Nuance’s system won’t merely pull information out of a description, says Flanagan. It will also flag possible missing pieces and connections. For example, if a doctor describes symptoms but doesn’t offer a diagnosis, it will prompt for an explanation. Flanagan believes this is in line with the goals that led to the push for electronic health records in the first place.

“Having back-end clinical language understanding will really transform the way dictation is done,” says Logan. “There’s so much excitement among physicians when you mention this to them.”
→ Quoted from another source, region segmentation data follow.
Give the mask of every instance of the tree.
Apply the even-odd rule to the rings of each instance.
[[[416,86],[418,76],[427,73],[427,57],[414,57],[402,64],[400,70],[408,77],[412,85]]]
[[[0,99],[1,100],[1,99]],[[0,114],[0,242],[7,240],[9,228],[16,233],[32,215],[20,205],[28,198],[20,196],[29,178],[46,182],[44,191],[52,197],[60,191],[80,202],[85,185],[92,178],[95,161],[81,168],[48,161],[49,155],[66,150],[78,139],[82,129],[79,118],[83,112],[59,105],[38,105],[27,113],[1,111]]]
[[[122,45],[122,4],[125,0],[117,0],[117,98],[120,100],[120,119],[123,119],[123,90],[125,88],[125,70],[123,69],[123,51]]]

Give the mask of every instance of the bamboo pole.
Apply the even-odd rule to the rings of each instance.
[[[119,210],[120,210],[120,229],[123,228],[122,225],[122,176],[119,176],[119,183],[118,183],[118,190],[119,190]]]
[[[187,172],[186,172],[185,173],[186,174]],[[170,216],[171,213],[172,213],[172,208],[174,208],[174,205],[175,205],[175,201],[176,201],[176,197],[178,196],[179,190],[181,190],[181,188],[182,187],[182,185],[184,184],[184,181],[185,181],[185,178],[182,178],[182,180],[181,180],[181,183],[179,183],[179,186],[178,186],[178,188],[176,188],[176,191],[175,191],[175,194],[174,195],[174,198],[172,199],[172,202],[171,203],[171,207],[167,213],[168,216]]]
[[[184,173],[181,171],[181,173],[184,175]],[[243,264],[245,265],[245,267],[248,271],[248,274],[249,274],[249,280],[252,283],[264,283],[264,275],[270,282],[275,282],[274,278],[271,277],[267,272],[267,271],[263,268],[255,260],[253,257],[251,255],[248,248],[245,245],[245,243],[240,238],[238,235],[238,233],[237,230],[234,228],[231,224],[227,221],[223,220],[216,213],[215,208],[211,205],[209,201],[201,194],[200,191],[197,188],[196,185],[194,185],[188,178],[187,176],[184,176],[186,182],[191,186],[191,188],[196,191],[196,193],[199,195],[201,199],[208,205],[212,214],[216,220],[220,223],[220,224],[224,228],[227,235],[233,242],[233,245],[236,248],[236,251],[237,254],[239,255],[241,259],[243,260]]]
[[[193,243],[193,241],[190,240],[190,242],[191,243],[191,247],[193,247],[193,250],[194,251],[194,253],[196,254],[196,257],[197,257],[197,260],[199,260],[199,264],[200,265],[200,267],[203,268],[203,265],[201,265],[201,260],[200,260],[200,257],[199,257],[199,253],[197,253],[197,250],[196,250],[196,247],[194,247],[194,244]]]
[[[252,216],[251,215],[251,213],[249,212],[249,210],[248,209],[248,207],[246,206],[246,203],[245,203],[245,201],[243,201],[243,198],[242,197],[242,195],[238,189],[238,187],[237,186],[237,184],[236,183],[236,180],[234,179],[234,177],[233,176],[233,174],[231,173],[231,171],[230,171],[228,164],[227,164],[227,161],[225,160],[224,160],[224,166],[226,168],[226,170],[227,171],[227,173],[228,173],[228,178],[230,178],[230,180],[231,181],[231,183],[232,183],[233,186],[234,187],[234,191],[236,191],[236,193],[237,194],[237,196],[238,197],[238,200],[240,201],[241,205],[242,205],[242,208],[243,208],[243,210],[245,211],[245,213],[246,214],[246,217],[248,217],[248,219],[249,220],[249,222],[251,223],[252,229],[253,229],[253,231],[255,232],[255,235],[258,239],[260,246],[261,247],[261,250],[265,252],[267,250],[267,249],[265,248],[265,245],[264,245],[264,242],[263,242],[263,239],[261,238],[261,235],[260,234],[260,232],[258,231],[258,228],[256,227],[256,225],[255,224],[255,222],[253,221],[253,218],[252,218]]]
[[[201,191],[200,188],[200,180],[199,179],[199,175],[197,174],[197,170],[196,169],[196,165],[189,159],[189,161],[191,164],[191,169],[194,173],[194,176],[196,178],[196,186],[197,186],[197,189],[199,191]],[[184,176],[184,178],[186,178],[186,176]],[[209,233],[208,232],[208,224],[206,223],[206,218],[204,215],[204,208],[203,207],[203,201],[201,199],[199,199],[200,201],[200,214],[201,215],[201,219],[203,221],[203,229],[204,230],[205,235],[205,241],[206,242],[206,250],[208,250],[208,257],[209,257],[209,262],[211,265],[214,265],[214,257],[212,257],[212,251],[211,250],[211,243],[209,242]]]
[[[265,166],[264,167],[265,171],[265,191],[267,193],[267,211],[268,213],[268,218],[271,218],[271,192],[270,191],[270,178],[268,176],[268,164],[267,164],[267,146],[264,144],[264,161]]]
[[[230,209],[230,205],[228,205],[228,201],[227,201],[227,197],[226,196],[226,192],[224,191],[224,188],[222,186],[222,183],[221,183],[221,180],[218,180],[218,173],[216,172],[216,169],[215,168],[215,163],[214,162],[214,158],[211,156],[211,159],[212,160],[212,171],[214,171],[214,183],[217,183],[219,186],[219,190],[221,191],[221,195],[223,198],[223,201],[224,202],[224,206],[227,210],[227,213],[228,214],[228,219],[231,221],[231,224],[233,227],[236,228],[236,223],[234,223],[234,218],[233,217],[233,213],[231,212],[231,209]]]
But Russell, the Atlanta neurologist, says it may not be necessary to introduce so much technology to keep doctors using speech recognition technology. “In a way it may be trying to take on too big a task,” he says. He believes that physicians already know how to structure their information as needed. He suggests that speech recognition companies just need to make it less onerous to navigate electronic forms, especially in the short term. Russell says, “Our goal is to get back to where we were.”